He stepped closer, both hands still wrapped around hers. Her breath caught in her chest as she tilted her chin up to look at him.
“You wanted to figure out what you wanted from your life.” He nodded toward the swing. “Seems like a simple step. Does Esmerelda Clark like to swing or not? Find out.”
When he phrased it like that, it did seem extraordinarily simple. She stepped back, missing the touch of his hands even as she hated that she missed it. She turned away and slipped onto the swing. The wood was warm from the sun. The ropes were made of thick twine, scratchy against her palms. She dug her toes into the sand and prepared to push off.
The swing gave a tug. Startled, she looked up to see Julius’s hands wrapped around the ropes.
“Hold on.”
His words whispered over her. He pulled back, then let go. A moment later she flew out over the water, blue beneath her and above. Startled by the sensation of flying, of weightlessness as she reached the pinnacle, she threw back her head and laughed.
She didn’t how long Julius pushed her on the swing. Probably only a minute or two, but it felt like one of those blissful moments in time that stretched forever, where the rest of the world faded away and left nothing but contented pleasure.
She glanced back over her shoulder with a grin. And nearly fell off as Julius suddenly stopped the swing.
“What—”
He circled around, his hands still on the ropes, caging her between his body and the swing. The morning heat changed, crackling with sensual tension as she looked up at him. The whiskey brown had turned almost golden as he gazed down at her.

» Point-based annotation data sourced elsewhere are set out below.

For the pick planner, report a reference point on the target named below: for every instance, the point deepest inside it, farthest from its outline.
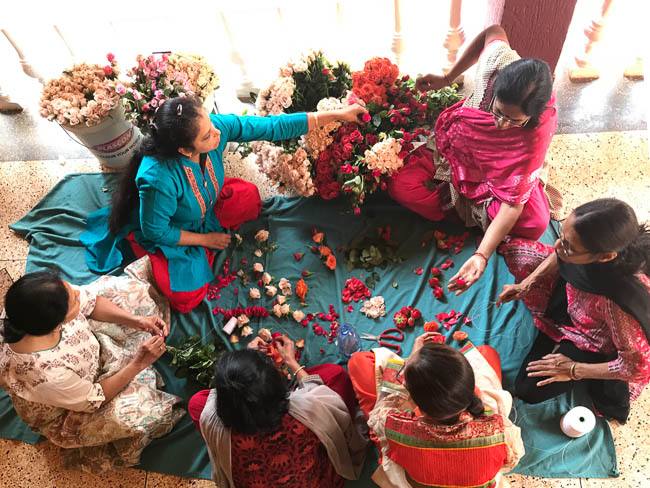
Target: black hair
(441, 382)
(35, 305)
(252, 395)
(168, 132)
(610, 225)
(526, 83)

“You’ve smiled at me like that before.”
Her throat constricted.
“What?”
“You smiled at me like that before,” he repeated. His eyes took on a faraway look as his mind tried to grasp the past. “In... Paris. We were in Paris. There was a café and flowers. I said something to you, and you laughed and smiled at me.”
“Okay.”
She tried to stand up, but he held his ground. She sat back down, unwilling to put her body against his, not with this electricity humming between them.
“I don’t know if you realize this, but people do smile and laugh at each other. Even princes and their bodyguards.”

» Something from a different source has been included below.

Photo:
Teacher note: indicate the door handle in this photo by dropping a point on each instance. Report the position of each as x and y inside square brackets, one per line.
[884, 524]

“This was different,” he insisted. He leaned down until she could see the dark flecks in his eyes, could smell the rich scent of cedar rolling off his skin. “I saw it in your eyes. You felt something for me. Tell me what it was, Esme.”

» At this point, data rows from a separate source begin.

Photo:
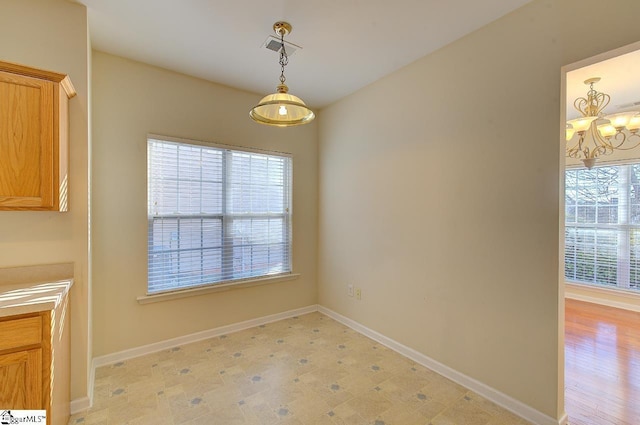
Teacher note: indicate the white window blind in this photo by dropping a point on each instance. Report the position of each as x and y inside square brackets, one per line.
[215, 215]
[602, 226]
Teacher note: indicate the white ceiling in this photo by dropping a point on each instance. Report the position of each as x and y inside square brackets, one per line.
[347, 44]
[619, 79]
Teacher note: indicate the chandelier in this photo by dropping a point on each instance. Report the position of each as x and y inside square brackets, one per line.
[594, 134]
[282, 109]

Her fingers tightened around the ropes. She couldn’t lie. She had already stretched and twisted the truth enough, justified her insistence that they were not lovers. But what could she say now? This Julius, the softer, protective, yet no less commanding man who had emerged from whatever atrocity had occurred in London, could entice her back into his arms. Into his bed. He would insist the few idealistic memories he had of her meant they were to be together. And damn it, with how raw her still hurting heart was, she didn’t know if she would have the strength to resist.
Only for him to go back to Rodina and assume his responsibilities. To marry another woman, to have children with her.
Or worse...for him to remember. To remember and look at her once more like she was nothing more than a woman he had had one night with and no more.
“I don’t think your memories can be considered reliable given what’s happened, sir.”
The words had their intended effect, as did her formal address. He released the ropes and stepped back. She surged to her feet and hurried up the beach toward the path, not caring if she looked guilty or not.
“Esmerelda.”
Oh, how she wanted to keep running. But wasn’t that what she had been doing for over a month? Running away, running toward something, even if she didn’t know what that something was?
She forced herself to stop, to turn and face him. He stood on the beach, shoulders thrown back, the wind ruffling his hair. Even from this distance, she could see the regality on his chiseled features, feel his confusion and anger.
“I will find out the truth,” he shouted, his face hard and unyielding. “That’s a promise.”
CHAPTER EIGHT
JULIUSAWOKEWITHthe memory of funeral music pulsing through his veins, as if he’d been hollowed out by grief. The image of a woman with hair as blond as his, her kind face covered in makeup to make her look in death as she had in life, was seared into his brain.
Throwing back the covers, he stood and strode to the glass doors overlooking the ocean. His chest rose and fell as he tried to get a handle on his racing heart, his erratic breathing. Hard to do when the grief he’d felt at his mother’s funeral over twenty years ago flooded him as fresh as if he’d watched her coffin lowered into the ground yesterday.